Furthermore, everything necessary to run the subverted system integrity check
routine could even reside within PatchGuard's own internal data structures;
for example, one could simply utilize extra space after the custom code, where
the decryption stub and PatchGuard check routine would normally reside as a
parameter block.  This is especially convenient, as the custom code block is
given a pointer to itself in rcx (the first argument), and it is easy to add a
known constant value to that pointer in order to retrieve the parameter block
for the custom code.  At this point, all of the code and data necessary for
the custom code that the driver has subverted PatchGuard with is located in
dynamically allocated memory.  Given this, the original driver is no longer
needed and can even be unloaded (so as to further disguise the fact that any
alterations to the kernel have taken place).  After the driver has been
unloaded, the only traces of the alterations that have taken place would be
the unloaded module list (easily modified), and the re-written PatchGuard
system integrity routine itself (which could easily be bolstered to be
self-decrypting (with a differing encryption key in order to make for an
extremely difficult to locate target in-memory).

The end result is that PatchGuard has been disabled, and in its place,
arbitrary custom code is periodically executed.  Furthermore, no modifications
or patches to kernel code or global data are present and no suspicious drivers
(or even suspicious extraneous memory allocations) remain present in memory.
In essence, the only traces of the fact that PatchGuard has been subverted
would be visible only to someone (or something) that knows how to locate and
disable PatchGuard.

The supplied example program for subverting PatchGuard is fairly simple, and
it does not utilize all of the defensive technologies employed by PatchGuard.
For instance, it does not change the decryption key on every execution, nor
does it follow through with keeping the entire code block encrypted except
just before execution.  These features could be easily added, however, and
would greatly increase the difficulty of locating the subverted PatchGuard
code in memory.

6) Future Direction of PatchGuard and ``Anti-Hack'' Systems

In the future, there are a couple of generalized approaches that Microsoft
could take to significantly strengthen PatchGuard against attack.
Specifically, these involve adding redundancy and removing single points of
failure from PatchGuard.  It is often helpful to look at an anti-hack system
like PatchGuard as a critical system that one would like to keep running at
all times with minimal downtime (i.e. a network or service with
high-availability).  The logical way to accomplish that goal is to locate and
eliminate single points of failure, such as by adding redundancy.  In a high
availability network, one would accomplish this by adding redundant cables,
switches, and the like, such that if one component were to fail, the system as
a whole would continue to operate instead of failing entirely.
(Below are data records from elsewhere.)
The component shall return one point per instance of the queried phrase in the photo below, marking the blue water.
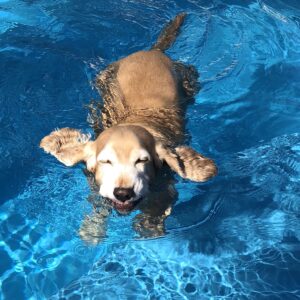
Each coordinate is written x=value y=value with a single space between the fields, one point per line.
x=234 y=237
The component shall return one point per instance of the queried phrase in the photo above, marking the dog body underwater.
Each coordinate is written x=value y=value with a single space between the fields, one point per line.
x=142 y=121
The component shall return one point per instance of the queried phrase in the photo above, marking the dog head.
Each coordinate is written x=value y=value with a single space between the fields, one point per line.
x=124 y=160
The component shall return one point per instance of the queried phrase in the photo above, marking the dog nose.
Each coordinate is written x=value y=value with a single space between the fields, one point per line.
x=123 y=194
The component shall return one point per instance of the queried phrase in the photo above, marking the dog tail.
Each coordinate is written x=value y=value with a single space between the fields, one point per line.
x=169 y=33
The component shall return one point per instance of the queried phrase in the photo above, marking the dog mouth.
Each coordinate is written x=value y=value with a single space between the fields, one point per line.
x=125 y=206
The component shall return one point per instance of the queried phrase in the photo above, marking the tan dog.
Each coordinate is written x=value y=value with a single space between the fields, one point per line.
x=143 y=123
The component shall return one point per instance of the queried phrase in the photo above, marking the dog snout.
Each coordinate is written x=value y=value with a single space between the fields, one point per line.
x=123 y=194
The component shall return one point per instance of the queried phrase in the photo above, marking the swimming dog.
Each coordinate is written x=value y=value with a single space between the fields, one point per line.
x=142 y=125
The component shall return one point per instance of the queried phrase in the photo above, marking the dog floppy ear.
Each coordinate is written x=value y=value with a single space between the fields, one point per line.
x=187 y=163
x=70 y=147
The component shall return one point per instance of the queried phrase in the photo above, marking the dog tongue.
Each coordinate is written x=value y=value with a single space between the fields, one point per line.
x=124 y=205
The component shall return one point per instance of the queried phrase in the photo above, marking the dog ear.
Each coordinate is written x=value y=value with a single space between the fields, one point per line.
x=70 y=147
x=187 y=163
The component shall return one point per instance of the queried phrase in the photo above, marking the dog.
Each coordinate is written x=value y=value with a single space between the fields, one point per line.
x=142 y=126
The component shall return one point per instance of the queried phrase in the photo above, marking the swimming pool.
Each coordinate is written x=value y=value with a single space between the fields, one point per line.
x=234 y=237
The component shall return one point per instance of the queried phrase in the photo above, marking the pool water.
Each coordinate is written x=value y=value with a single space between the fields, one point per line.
x=234 y=237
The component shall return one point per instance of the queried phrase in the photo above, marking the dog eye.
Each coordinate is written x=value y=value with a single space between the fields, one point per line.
x=142 y=160
x=105 y=162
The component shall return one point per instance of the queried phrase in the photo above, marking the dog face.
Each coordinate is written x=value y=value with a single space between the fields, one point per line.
x=125 y=164
x=124 y=159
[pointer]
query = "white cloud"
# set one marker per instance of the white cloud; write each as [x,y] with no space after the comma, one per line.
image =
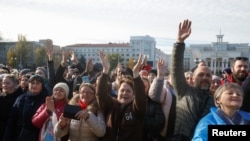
[91,21]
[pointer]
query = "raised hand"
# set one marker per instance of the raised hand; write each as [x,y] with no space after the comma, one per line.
[184,31]
[138,65]
[64,57]
[73,57]
[105,62]
[161,69]
[50,53]
[89,65]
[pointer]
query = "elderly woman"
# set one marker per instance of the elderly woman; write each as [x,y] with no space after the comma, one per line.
[228,100]
[19,126]
[124,115]
[89,124]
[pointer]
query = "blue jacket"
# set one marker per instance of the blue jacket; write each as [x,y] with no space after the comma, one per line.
[212,118]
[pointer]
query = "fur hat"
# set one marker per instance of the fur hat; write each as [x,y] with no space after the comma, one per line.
[64,86]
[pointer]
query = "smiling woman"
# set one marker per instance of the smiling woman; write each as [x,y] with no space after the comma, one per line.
[126,113]
[228,99]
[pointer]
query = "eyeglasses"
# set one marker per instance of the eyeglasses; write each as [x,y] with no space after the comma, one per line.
[241,58]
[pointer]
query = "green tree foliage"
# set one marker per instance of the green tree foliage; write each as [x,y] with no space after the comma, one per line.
[40,56]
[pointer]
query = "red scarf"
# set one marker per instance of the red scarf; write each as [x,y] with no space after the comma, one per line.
[83,105]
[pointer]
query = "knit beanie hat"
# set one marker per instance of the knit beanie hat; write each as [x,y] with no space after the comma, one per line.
[63,86]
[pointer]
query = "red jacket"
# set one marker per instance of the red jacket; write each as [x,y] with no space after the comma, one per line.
[42,114]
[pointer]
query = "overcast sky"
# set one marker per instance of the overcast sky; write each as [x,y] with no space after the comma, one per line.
[102,21]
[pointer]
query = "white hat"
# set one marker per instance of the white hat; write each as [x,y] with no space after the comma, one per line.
[64,86]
With an
anti-hack system such as PatchGuard, it is helpful to add redundancy to all
critical code paths such that there is no single point where an attacker can
simply change an opcode or hook in with the end result of disabling the entire
anti-hack system.

Removing these single points of failure is critical to the longevity of an
anti-hack system.  The main concept to grasp in such cases is that the
attacker will always try to seek out the easiest way to break the defenses of
the target system.  All the obfuscation and encryption in the world does
little good if an attacker can simply change a jmp to a nop and prevent
elaborate encryption and anti-debugging facilities from ever getting the
chance to run.  In this respect, PatchGuard is flawed in its current
implementation.  There are many different single points of failure where an
attacker could inject themself at a single place and completely disrupt
PatchGuard.

One possible solution to this problem might be to ensure that there are
multiple different code paths that can lead to every point in the PatchGuard
system integrity check.  The nature of the battle between anti-hack systems
and attackers relates to how easy it is to bypass the weakest link in the
anti-hack system.  Until all of the weak links in the system are shored up
simultaneously, the system remains much more vulnerable to easy attack or
bypass.  With this respect, PatchGuard version 2 does little to improve on the
weakest links of the system and as such there are still a vast number of ways
to bypass it.  Even worse, each bypass technique is often only required to
attack one specific aspect of PatchGuard in order to disable it as a whole.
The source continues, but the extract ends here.